Link to individual message.

11. Philip Linde (linde.philip (a) gmail.com)

On Sat, 14 Nov 2020 17:57:34 -0500
Sean Conner <sean at conman.org> wrote:

> -spc (Add a Size header and you solve the size problem as well!)

Nope, not for as long as it's optional (can never reliably tell that
you've received the complete document if the connection dies before
receiving the full header) and only part of text/gemini (can never tell
what the size is for other document types, which IMO are more likely
to be a concern size-wise; a photo's size easily exceeds that of a
Bible sized text/gemini document).

-- 
Philip
-------------- next part --------------
A non-text attachment was scrubbed...
Name: not available
Type: application/pgp-signature
Size: 488 bytes
Desc: not available
URL: <https://lists.orbitalfox.eu/archives/gemini/attachments/20201116/801c
6031/attachment.sig>

Link to individual message.

12. Philip Linde (linde.philip (a) gmail.com)

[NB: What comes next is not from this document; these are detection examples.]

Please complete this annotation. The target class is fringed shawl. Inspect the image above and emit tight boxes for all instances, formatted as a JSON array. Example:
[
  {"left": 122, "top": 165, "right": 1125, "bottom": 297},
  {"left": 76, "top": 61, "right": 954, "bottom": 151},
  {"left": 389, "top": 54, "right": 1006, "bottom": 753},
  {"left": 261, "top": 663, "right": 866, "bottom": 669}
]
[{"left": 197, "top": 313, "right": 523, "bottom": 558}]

On Sun, 15 Nov 2020 19:41:47 +0000 (UTC)
smlckz at tilde.pink wrote:

> We don't want or need anything like that. That is a breaking change to 
the spec so breaks all existing clients.

How so? My client will never interpret such meta-data, and I see the
lack of provisions for it in text/gemini as a feature, but I don't see
how adding it would break my client. To my client, it's regular text
lines in the document body.

The main advantage of this proposal is that the spec really doesn't need
to be concerned with it. It's still text/gemini and there are no
changes to the protocol. That makes it a great honeypot. Hopefully,
most future suggestions for changes to the protocol can instead be
added to an evergrowing list of in-document header fields that no one
will implement.

-- 
Philip
-------------- next part --------------
A non-text attachment was scrubbed...
Name: not available
Type: application/pgp-signature
Size: 488 bytes
Desc: not available
URL: <https://lists.orbitalfox.eu/archives/gemini/attachments/20201116/8397
e6ff/attachment.sig>

Link to individual message.

13. smlckz (a) tilde.pink (smlckz (a) tilde.pink)

On Mon, 16 Nov 2020, Philip Linde wrote:

> On Sun, 15 Nov 2020 19:41:47 +0000 (UTC)
> smlckz at tilde.pink wrote:
>
>> We don't want or need anything like that. That is a breaking change to 
the spec so breaks all existing clients.
>
> How so? My client will never interpret such meta-data, and I see the
> lack of provisions for it in text/gemini as a feature, but I don't see
> how adding it would break my client. To my client, it's regular text
> lines in the document body.
What I thought was that if header metadata were to be introduced, they need to
be hidden (at least) as they degrade user experience. You as a visitor do not want
to see the document is X bytes in size or the md5sum or sha512sum of the
document before actual content.

And if they need to be hidden, the spec needs to be changed and that
would break existing clients. Hopefully you can see what I meant.

For this reason, I had to be ''Kill joy'' and amend my proposal so that
the metadata must be placed at the end of the document.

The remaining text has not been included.